引用:『ウルトラマンオメガ』第1話(新)「宇宙人がやってきた」-公式配信- -YouTube
《目次》
🌟見逃し配信中🌟
— ウルトラマンオメガ 公式 (@ultraman_series) 2025年7月5日
『ウルトラマンオメガ』
第1話「宇宙人がやってきた」
⬇視聴はコチラhttps://t.co/ytx8b08qRd
倉庫で働く青年ホシミ コウセイは、記憶喪失の謎の男に出会う。… pic.twitter.com/7WwRzHKPrR
キャッチーなフックとサプライズの感動
オメガというウルトラマンを初めて見た時、その第一印象は「なんか変」だった。TVシリーズ主人公としては初の全面赤マスクに青目という奇抜な取り合わせ。この、ともすれば「異物感」さえあるキャッチーなデザインが、自分はむしろ嬉しいと感じた。
ウルトラマンたちは、出自は様々なれど「光の巨人」である。それ故に玩具と絡ませることが難しく、奇抜なデザインも作り辛い。結果、普段ウルトラマンを見ない層を「今回はなんか違うぞ」と引っ張り込むためのフックを用意し辛い……というのが、ウルトラシリーズの展開における枷となっているきらいがあった。
その点において、オメガはまず「真っ赤なマスク」で衆目を引き付けてみせた。ディテールはシンプルながら、カラーリングで異質さを醸し出す巧さには思わず「やられた」と感じてしまったし、それからも、オメガは「怪獣と合体」「主人公は記憶喪失のウルトラマン本人」というキャッチーさを強烈にプッシュ。更には玩具担当に『トリガー』でヒットを記録したN野氏を迎えるなど、オメガの展開には節々から「この作品を本気でやってくぞ」という明確な意志が感じられ、それがシリーズの更なる飛躍を願う一ファンとしては非常に頼もしく映ったのだ。
しかし、いくら事前に「要素」をプッシュしたとしても、内容が伴わなければ……具体的には「初回で引き込む」ことができなければファンは付いてこない。それ故に、今回の第1話は――マーケティングに気合いが入っている分――普段よりもずっと大きな緊張を感じながら見守ることになった。

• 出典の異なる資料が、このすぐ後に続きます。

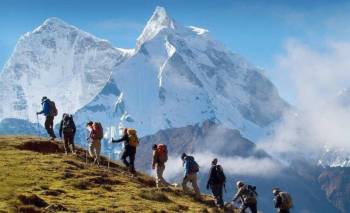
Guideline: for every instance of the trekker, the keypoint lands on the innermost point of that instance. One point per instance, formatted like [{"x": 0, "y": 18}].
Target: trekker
[
  {"x": 216, "y": 182},
  {"x": 68, "y": 129},
  {"x": 160, "y": 156},
  {"x": 247, "y": 195},
  {"x": 95, "y": 137},
  {"x": 131, "y": 141},
  {"x": 283, "y": 200},
  {"x": 191, "y": 168},
  {"x": 50, "y": 111}
]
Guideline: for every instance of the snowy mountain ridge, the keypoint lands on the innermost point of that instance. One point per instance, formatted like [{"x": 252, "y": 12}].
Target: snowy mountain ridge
[{"x": 174, "y": 77}]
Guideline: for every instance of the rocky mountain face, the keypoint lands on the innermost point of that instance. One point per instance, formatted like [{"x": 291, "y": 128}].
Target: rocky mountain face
[{"x": 335, "y": 181}]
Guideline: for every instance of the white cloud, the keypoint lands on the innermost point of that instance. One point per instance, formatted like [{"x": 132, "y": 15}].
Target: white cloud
[{"x": 317, "y": 76}]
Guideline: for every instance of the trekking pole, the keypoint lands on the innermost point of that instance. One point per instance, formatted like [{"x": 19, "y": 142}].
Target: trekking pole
[{"x": 37, "y": 121}]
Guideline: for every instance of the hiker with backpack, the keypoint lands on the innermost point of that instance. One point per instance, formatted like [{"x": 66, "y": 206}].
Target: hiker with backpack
[
  {"x": 191, "y": 168},
  {"x": 131, "y": 142},
  {"x": 247, "y": 196},
  {"x": 216, "y": 182},
  {"x": 283, "y": 200},
  {"x": 160, "y": 156},
  {"x": 67, "y": 130},
  {"x": 95, "y": 137},
  {"x": 50, "y": 111}
]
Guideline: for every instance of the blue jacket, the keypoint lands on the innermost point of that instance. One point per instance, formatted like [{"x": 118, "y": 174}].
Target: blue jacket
[
  {"x": 46, "y": 107},
  {"x": 187, "y": 164}
]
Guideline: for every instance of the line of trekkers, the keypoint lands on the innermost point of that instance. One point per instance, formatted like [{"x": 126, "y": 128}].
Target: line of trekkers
[{"x": 246, "y": 194}]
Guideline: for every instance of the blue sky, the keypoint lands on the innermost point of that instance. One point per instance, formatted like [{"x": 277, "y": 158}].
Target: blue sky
[{"x": 256, "y": 29}]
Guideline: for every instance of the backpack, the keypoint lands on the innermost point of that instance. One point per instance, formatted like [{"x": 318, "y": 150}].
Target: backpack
[
  {"x": 162, "y": 153},
  {"x": 287, "y": 201},
  {"x": 249, "y": 196},
  {"x": 97, "y": 131},
  {"x": 193, "y": 165},
  {"x": 133, "y": 139},
  {"x": 52, "y": 109},
  {"x": 68, "y": 124},
  {"x": 217, "y": 175}
]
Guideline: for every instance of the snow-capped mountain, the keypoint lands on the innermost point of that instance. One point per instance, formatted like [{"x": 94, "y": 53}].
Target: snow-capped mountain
[
  {"x": 59, "y": 61},
  {"x": 179, "y": 76}
]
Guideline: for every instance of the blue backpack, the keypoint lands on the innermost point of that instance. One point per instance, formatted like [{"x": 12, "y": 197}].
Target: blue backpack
[{"x": 193, "y": 165}]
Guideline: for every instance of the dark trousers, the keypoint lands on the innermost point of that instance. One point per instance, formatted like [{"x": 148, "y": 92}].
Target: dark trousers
[
  {"x": 217, "y": 190},
  {"x": 68, "y": 139},
  {"x": 49, "y": 126},
  {"x": 130, "y": 152},
  {"x": 252, "y": 207}
]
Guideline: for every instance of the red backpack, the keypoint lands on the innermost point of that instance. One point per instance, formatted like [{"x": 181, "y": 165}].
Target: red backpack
[
  {"x": 97, "y": 131},
  {"x": 162, "y": 153}
]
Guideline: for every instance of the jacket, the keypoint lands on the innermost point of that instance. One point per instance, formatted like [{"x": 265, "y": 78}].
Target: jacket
[
  {"x": 211, "y": 179},
  {"x": 125, "y": 138},
  {"x": 187, "y": 165},
  {"x": 61, "y": 127},
  {"x": 242, "y": 193},
  {"x": 45, "y": 107}
]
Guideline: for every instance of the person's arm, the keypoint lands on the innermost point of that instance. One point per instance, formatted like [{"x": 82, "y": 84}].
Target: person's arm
[
  {"x": 237, "y": 195},
  {"x": 187, "y": 167},
  {"x": 124, "y": 138},
  {"x": 60, "y": 131}
]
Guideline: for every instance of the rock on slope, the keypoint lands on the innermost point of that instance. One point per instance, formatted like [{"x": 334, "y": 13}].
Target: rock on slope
[{"x": 66, "y": 183}]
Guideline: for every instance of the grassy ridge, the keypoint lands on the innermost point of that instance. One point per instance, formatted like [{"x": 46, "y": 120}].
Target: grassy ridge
[{"x": 36, "y": 177}]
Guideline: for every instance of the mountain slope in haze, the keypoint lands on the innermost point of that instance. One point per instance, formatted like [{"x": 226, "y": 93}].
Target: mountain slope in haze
[
  {"x": 56, "y": 60},
  {"x": 179, "y": 76},
  {"x": 241, "y": 160},
  {"x": 66, "y": 183}
]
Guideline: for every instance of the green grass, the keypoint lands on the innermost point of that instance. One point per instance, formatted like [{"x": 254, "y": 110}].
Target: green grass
[{"x": 34, "y": 174}]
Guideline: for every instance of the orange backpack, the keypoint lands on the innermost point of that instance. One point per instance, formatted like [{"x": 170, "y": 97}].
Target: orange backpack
[
  {"x": 97, "y": 131},
  {"x": 162, "y": 153},
  {"x": 133, "y": 139}
]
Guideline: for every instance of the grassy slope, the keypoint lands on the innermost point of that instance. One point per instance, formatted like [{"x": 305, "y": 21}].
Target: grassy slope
[{"x": 77, "y": 186}]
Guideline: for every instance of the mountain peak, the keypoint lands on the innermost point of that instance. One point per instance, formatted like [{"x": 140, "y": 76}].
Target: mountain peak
[
  {"x": 158, "y": 21},
  {"x": 54, "y": 21}
]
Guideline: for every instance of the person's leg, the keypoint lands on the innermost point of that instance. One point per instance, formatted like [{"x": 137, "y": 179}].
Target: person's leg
[
  {"x": 50, "y": 126},
  {"x": 162, "y": 180},
  {"x": 132, "y": 159},
  {"x": 195, "y": 185},
  {"x": 91, "y": 149},
  {"x": 47, "y": 125},
  {"x": 65, "y": 142},
  {"x": 243, "y": 208},
  {"x": 98, "y": 150},
  {"x": 253, "y": 208},
  {"x": 71, "y": 143},
  {"x": 221, "y": 195},
  {"x": 214, "y": 190},
  {"x": 158, "y": 174},
  {"x": 184, "y": 183},
  {"x": 124, "y": 156}
]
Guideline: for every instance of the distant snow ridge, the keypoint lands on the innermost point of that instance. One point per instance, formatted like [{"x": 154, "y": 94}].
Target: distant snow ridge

エンタメの追求に余念がなく、『Z』や『ブレーザー』で強烈なフックを用意した田口監督。『ジード』や『トリガー』のように、テクニックはもちろんそのパッションで視聴者を引きずり込んだ坂本監督。彼らニュージェネのツートップと比べると、今回のメイン監督・武居正能氏が担当されていた『R/B』『デッカー』の初回は正直パンチ不足感が否めなかった。その心配が尾を引いていた部分はあったけれど、いざ観てみればそれは全くの杞憂だった。
予告でも印象深かった、謎の空間を縦横無尽に駆け巡るオメガVSヴァグセクトは何と本作のプロローグ。『ゴジラ-1.0』で一躍名を馳せた株式会社白組の力量が存分に発揮された壮大なVFX、特にその美麗極まるライティングや「CGかスーツかの区別が付かないオメガ」のインパクトは、贔屓目なしに歴代の初回でもトップクラス。シリーズファンでなくともつい目を奪われてしまう (映画みたい!と思わせてくれる) であろう圧巻の映像美は、自分にとっては様々な意味で待望の映像であった。

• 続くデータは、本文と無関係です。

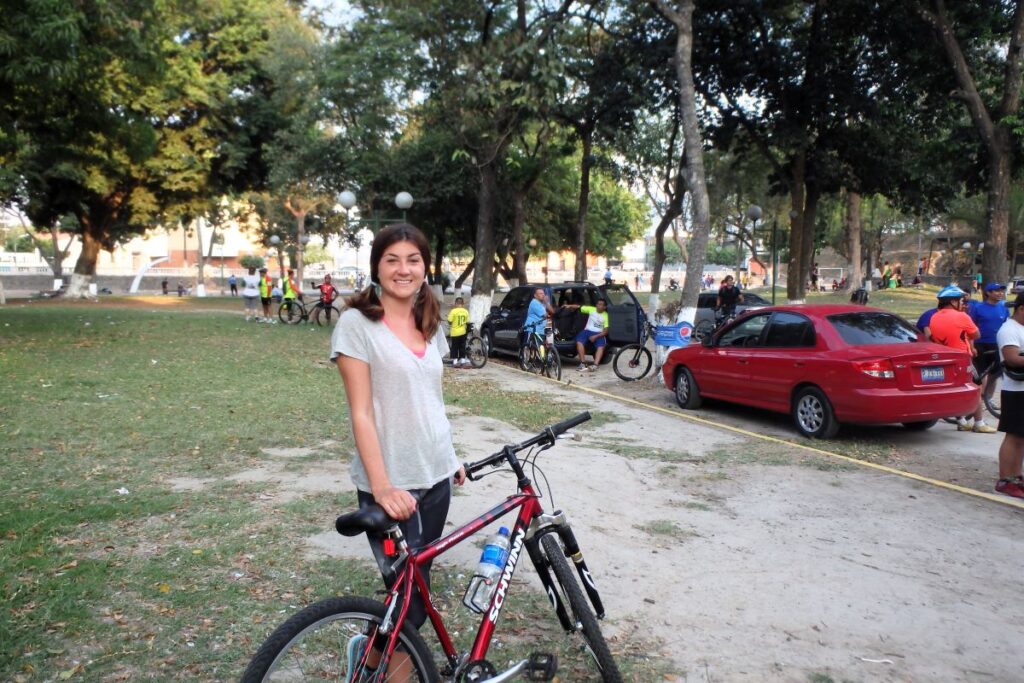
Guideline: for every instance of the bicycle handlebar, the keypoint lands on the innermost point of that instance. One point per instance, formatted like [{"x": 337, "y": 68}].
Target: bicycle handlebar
[{"x": 549, "y": 434}]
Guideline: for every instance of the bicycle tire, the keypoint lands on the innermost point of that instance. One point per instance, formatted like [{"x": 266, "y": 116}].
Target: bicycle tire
[
  {"x": 992, "y": 394},
  {"x": 586, "y": 621},
  {"x": 321, "y": 312},
  {"x": 291, "y": 312},
  {"x": 476, "y": 351},
  {"x": 552, "y": 365},
  {"x": 632, "y": 363},
  {"x": 317, "y": 621}
]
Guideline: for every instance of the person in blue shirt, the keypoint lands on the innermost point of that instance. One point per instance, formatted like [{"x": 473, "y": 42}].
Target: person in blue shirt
[
  {"x": 538, "y": 312},
  {"x": 988, "y": 314}
]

(この映像をプロデュースしたのが、CGウルトラマンのパラダイムシフトと呼べるグルーブを手がけた武居監督、と言うのがシリーズファンとしては非常に嬉しいところ)
が、この一連で自分が何より驚かされたのは、そこに「更なる隠し球」があったこと。
『 #ウルトラマンオメガ』 放送開始記念
— ウルトラマンおもちゃウェブ公式 (@bandai_ultratoy) 2025年7月5日
◥◣_____________◢◤
ムービーモンスターズシリーズ×ウルトラ怪獣DX
ヴァグセクト(大型)
◢◤ ̄ ̄ ̄ ̄ ̄ ̄ ̄ ̄ ̄ ̄ ̄ ̄ ̄◥◣
プレミアムバンダイにて商品化決定
&只今より予約受付スタート!
˗ˏˋ… pic.twitter.com/sS8NCAwt8T
サプライズ枠として用意された新怪獣、ヴァグセクト (大型) 。この怪獣そのものについて語りたいのは山々だけれど、最大のトピックはこのような「サプライズ」が「そのために新スーツを用意するという贅沢さで」用意されたこと。それは、武居監督をはじめとする本作の製作陣が、冒頭から視聴者の心を掴むことに重きを置いていること――令和の視聴層事情を的確にキャッチアップしていることの表れであり、自分が令和のウルトラシリーズに求めてやまなかったダイナミズムなのである。
こちらの取材を担当させていただきました。
— トヨタトモヒサ (@tmhstyt) 2025年7月5日
『ゴジラ-1.0』の白組が手掛けた冒頭のVFXシーンの裏話なども。
是非ご覧ください。
「ウルトラマンオメガ」武居正能、赤きウルトラマンに込めた狙い 3度目のメイン監督で挑む“変革”の物語 https://t.co/NRSRbFX3P5 @cinematodayより #ウルトラマンオメガ…
語らずに魅せる “バディもの” という番組カラー
第1話『宇宙人がやってきた』は、宇宙から落ちてきたウルトラマンオメガ=オオキダ ソラト (初回では名前が付かない、というのは前代未聞だ) と、ホシミ コウセイの出会い、そしてそこに現れた謎の怪獣・グライムの交戦が描かれる。その大筋は決して気をてらったものではなかったが、それでも自分がこの30分に魅せられてしまったのは、偏に本話の「演出」によるところが大きい。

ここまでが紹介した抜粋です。